"Very optimised" Julia code 50x slower than Python with compiled functions

StarecZosima · March 28, 2023, 12:57pm

Hi All,
I am doing some Monte Carlo computation using Python (compiling some functions to C++ using the Numba package).
I thought I would see how Julia compares.
As is good programming practice, I scraped some code from the Internet Ising 2D, simulating the same 2D square Ising model I am into. The code is supposedly “very optimised” already.
The fact is, the Python code is almost 50 times faster, two seconds vs approx one hundred. The Python code it is not optimised at all, and it does perform additional operations such as appending a values to string for every iteration. They both perform a Metropolis-Hasting iteration for one million iterations, over a 100x100 lattice.
I am totally at a loss. I fear I am missing something silly, but I have been checking all morning.
This is the Julia code

using BenchmarkTools, StaticArrays
using Random: default_rng, seed!

function ising2d_ifelse!(s, β, niters, rng=default_rng())
    m, n = size(s)
    min_h = -4
    max_h = 4
    prob = [1/(1+exp(-2*β*h)) for h in min_h:max_h]
    for iter in 1:niters
        for j in 1:n 
            for i in 1:m
                NN = s[ifelse(i == 1, m, i-1), j]
                SS = s[ifelse(i == m, 1, i+1), j]
                WW = s[i, ifelse(j == 1, n, j-1)]
                EE = s[i, ifelse(j == n, 1, j+1)]
                h = NN + SS + WW + EE
                s[i,j] = ifelse(rand(rng) < prob[h-min_h+1], +1, -1)
            end
        end
    end
end

const β_crit = log(1+sqrt(2))/2
#rand_ising2d(m, n=m) = rand(Int8[-1, 1], m, n)
rand_ising2d(m, n=m) = fill(1,(m,m))

seed!(4649)
s₀ = rand_ising2d(100);

s = copy(s₀)
rng = default_rng()
ising2d_ifelse!(s, β_crit, 10^3, rng)

s = copy(s₀)
steps = 1000000
seed!(4649)
rng = default_rng()
#@benchmark ising2d_ifelse!(s, β_crit, 10^6, rng)
#@time begin
#  ising2d_ifelse!(s, β_crit, 1000000, rng)
#end

time_ising(s, β_crit, steps, rng) = @time  ising2d_ifelse!(s, β_crit, steps, rng)
time_ising(s, β_crit, steps, rng)

and its (compiled) Python counterpart

import numpy as np
from math import exp
from random import randrange, random, choice
from numba import jit

from datetime import datetime
startTime = datetime.now()


@jit(nopython= True)
def init_lowT(N): 
        return  np.ones((N,N))
@jit(nopython= True)        
def init_highT(N):
        l = np.zeros((self.N,self.N),dtype=int)
        for y in range(self.N):
            for x in range(self.N):
                l[x,y] = choice([1,-1])
        return l
    

@jit(nopython= True)
def E_elem(array,x,y, B): 
    N = array.shape[0]
    if B==0: #no magnetic field
        return (-1.0 * array[x,y]*(array[(x + 1) % N, y] +
                                            array[(x - 1 + N) % N, y] +
                                            array[x, (y + 1) % N] +
                                            array[x, (y - 1 + N) % N]))
    else: #there is a magnetic field
        return (-1.0 * array[x,y]*(array[(x + 1) % N, y] +
                                            array[(x - 1 + N) % N, y] +
                                            array[x, (y + 1) % N] +
                                            array[x, (y - 1 + N) % N]) -
                                            array[x,y]*B)

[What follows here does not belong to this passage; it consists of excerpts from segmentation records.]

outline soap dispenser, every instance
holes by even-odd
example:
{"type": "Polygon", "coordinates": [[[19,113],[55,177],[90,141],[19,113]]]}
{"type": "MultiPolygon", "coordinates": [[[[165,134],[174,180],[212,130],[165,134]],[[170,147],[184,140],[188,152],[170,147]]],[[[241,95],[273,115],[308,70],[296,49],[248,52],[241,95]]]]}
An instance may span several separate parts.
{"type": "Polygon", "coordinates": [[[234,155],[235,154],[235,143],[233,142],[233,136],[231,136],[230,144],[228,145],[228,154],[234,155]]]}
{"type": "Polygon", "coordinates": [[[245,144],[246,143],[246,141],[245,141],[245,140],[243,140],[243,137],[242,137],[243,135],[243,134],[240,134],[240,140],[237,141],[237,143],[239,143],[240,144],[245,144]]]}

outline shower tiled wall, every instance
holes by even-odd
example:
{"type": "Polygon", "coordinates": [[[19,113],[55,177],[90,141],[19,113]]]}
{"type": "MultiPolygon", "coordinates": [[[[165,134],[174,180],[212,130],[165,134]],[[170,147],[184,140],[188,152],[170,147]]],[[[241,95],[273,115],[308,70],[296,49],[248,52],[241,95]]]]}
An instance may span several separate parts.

# sums up potential of lattice
@jit(nopython= True)
def E_tot(array, B):
   N = array.shape[0]
   en = 0
   for y in range(N):
       for x in range(N):
           en += E_elem(array, x,y,B)
   return en

# sums up magnetization of lattice
@jit(nopython= True)
def M_tot(array):
   N = array.shape[0]
   mag = 0
   for y in range(N):
       for x in range(N):
           mag += array[x,y]
   return mag


@jit(nopython= True)
def metropolis(array, T, steps, B):
    N = array.shape[0]
    Elist = []
    Mlist = []
    M = M_tot(array)
    E = E_tot(array, B)
    for i in range(steps):          
    # choose random atom
        x = randrange(N)
        y = randrange(N)

        dE = -2* E_elem(array,x,y,B)

        if (dE <= 0):
            array [x,y] *= -1
            M += 2 * array[x,y]
            E += dE
            Mlist.append(M)
            Elist.append(E)

        elif random() < exp(-1.0 * dE/T):
            array[x,y] *= -1
            M += 2 * array[x,y]
            E += dE
            Mlist.append(M)
            Elist.append(E)
#        Mlist = Mlist[::100]
#       Elist = Elist[::100]
    return array, Mlist, Elist


@jit(nopython= True)
def run_sim(N=100,T=1.3, steps = 500000, B=-1):
    start_conf = init_lowT(N)
    res, Mlist, Elist = metropolis(start_conf, T, steps, B)
#    M.metropolis(steps = steps)
# plt.imshow(res,cmap="bwr")
#    plt.colorbar()
    return  res, Mlist, Elist

T_hat = 1.0*2.26

res, Mlist, Elist = run_sim(N=128,T=T_hat, steps = 1000000, B=0)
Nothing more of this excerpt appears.